Visual Grounding Helps Learn Word Meanings in Low-Data Regimes

Modern neural language models (LMs) are powerful tools for modeling human sentence production and comprehension, and their internal representations are remarkably well-aligned with representations of language in the human brain. But to achieve these results, LMs must be trained in distinctly un-human-like ways -- requiring orders of magnitude more language data than children receive during development, and without any of the accompanying grounding in perception, action, or social behavior. Do models trained more naturalistically -- with grounded supervision -- exhibit more human-like language learning? We investigate this question in the context of word learning, a key sub-task in language acquisition. We train a diverse set of LM architectures, with and without auxiliary supervision from image captioning tasks, on datasets of varying scales.

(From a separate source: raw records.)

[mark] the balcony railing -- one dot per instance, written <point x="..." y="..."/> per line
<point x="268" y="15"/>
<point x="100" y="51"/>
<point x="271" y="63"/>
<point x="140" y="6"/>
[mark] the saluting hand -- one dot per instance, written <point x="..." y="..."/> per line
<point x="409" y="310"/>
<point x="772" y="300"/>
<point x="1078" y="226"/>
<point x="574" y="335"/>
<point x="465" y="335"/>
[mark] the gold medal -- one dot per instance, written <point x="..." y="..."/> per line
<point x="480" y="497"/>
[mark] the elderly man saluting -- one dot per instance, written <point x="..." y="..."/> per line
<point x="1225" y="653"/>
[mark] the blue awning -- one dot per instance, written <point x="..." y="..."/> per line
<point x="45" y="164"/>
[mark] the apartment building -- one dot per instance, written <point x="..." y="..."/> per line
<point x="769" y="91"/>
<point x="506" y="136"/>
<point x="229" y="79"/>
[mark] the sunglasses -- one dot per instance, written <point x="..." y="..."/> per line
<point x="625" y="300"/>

We then evaluate these models on a broad set of benchmarks characterizing models' learning of syntactic categories, lexical relations, semantic features, semantic similarity, and alignment with human neural representations. We find that visual supervision can indeed improve the efficiency of word learning. However, these improvements are limited: they are present almost exclusively in the low-data regime, and sometimes canceled out by the inclusion of rich distributional signals from text. The information conveyed by text and images is not redundant -- we find that models mainly driven by visual information yield qualitatively different from those mainly driven by word co-occurrences. However, our results suggest that current multi-modal modeling approaches fail to effectively leverage visual information to build more human-like word representations from human-sized datasets.

翻译：现代神经语言模型（LMs）是模拟人类句子生成与理解的有力工具，其内部表征与人脑语言表征高度吻合。然而，为取得这些成果，语言模型必须采用明显非人类的方式进行训练——其所需语言数据量远超儿童发育过程中接收的量级，且缺乏感知、行为或社会互动等伴随性语境支撑。采用更符合自然规律的训练方式（即包含具象监督的模型）能否展现更接近人类语言学习的能力？本文在词汇学习（语言习得的关键子任务）语境中探究此问题。我们训练了多种架构的语言模型，并设置是否附加图像描述任务的辅助监督变量，在不同规模的数据集上进行实验。随后通过涵盖句法类别、词汇关系、语义特征、语义相似度及与人脑神经表征对齐度等维度的综合基准测试评估模型表现。研究发现：视觉监督确实能提升词汇学习效率。但这种提升存在局限——几乎仅出现在低数据条件下，且有时会被文本中丰富的分布信号所抵消。文本与图像传递的信息并非冗余：以视觉信息主导的模型与以词汇共现信息主导的模型呈现出本质差异。然而，本研究表明，当前多模态建模方法尚未能有效利用视觉信息，在人类规模的数据集上构建更接近人类的词汇表征。